Monday, November 16, 2015
Why is This So Urgent and Important?
Recently I ran across a book defending the financial system, Smart Money, by Andrew Palmer. The author says that since the recent financial crisis and bailouts, the system as a whole has been demonized to an extent that people no longer appreciate its benefits to society. There was mismanagement and criminal activity, but that is no reason to give up on new innovations or demand regulations that turn the clock back to simpler times.
One particular example is high-frequency trading that took off in the mid-2000s. This use of high-speed computing to execute trades in the market has led to a number of bad practices, where those traders are able to take advantage of price swings and manipulate the market in various ways. He asserts that the publicity received by instances of manipulation exaggerate the real size of the problems (understandable when I consider similar reporting of rare airline crashes). He claims that the advantage of speed merely replaces the former advantage of monopolistic privileges of having a place on the trading floor, where similar manipulation was known to have happened. HFT leads to more efficiency and lower transaction costs, and the “HFT era arose...in part because of concerns about how the old system worked.”
So what’s the big deal and what does this have to do with behavior? The biggest problem with HFT is “that the unchecked logic of competition has increased the risk and potential severity of sudden market crashes.” [Emphasis added.] A company can go out of business in a matter of minutes. The economy, the one we depend on for our livelihood and the goods and services we need, could receive a major shock in a matter of hours! The speed of these automatic transactions, faster than the ability of humans to intervene when things go out of control, is very dangerous. It calls for regulation and responsibility.
Now see the parallel with behavior. The types of innovations that drive the financial industry are not unlike those that affect our daily lives. Many people have smart phones; most have cell phones. The Internet is a common platform for personal financial transactions and simple shopping. A billion people on Facebook, and how do they make their money? – Advertising and selling consumer information gleaned from the massive amounts of stored data.
We go on line to see news, which now at 24 hours is filled with fluff and repetition. We gather information on fashions, hobbies and view the latest postings of cute babies or clever animals. (On average teens spend more time on their devices than sleeping.) While we do, we are exposed to hundreds of times the advertising compared to a generation ago and hundreds of times the misinformation, some of it harmless enough, but much of it full of bad health advice, unproven nutritional advice, advocacy of feel-good but illogical policies featuring skewed economic understanding, along with the usual divisive political partisanship depending on accusations and name-calling (rather than facts or logic) to promote positions. Social media is filled with opinions: those we agree with we take as fact; those we disagree with are seen as insults. Among all this chatter, we must deal with threats like identity theft and phishing that were unheard of a generation ago.
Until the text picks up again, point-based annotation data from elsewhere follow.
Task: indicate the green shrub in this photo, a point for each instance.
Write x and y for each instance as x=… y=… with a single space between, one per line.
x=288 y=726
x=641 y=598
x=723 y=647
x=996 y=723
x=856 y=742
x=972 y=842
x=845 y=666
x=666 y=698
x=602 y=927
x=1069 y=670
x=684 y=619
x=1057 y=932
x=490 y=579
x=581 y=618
Here we sit, with the same critical thinking (some would argue worse based on America’s educational decline), the same economic understanding, perspective, sense of responsibility (some would argue worse based on the current trends in narcissism and victimhood), and discipline (some would argue much worse based on the obesity epidemic and personal savings crisis). Here we sit, expecting to get by and strive in the high-tech, high-speed twenty-first century clinging to the belief that the behavior and skill levels of the past will see us through. Instead of getting more demanding, we have in fact become more tolerant of lax behaviors in many of these areas, defending weaknesses instead of motivating for change, defending failed government programs that make people more dependent, squandering our money on luxuries and expecting someone else to bail us out at retirement.
The potential dangers of high-speeds in finance offer an important lesson about the real potential dangers of the high-speed society we live in. The regulation to avoid disaster in the first instance comes from government and everyone will cry out for it. Regulation to avoid disaster in the second can only come internally and there is nary a peep.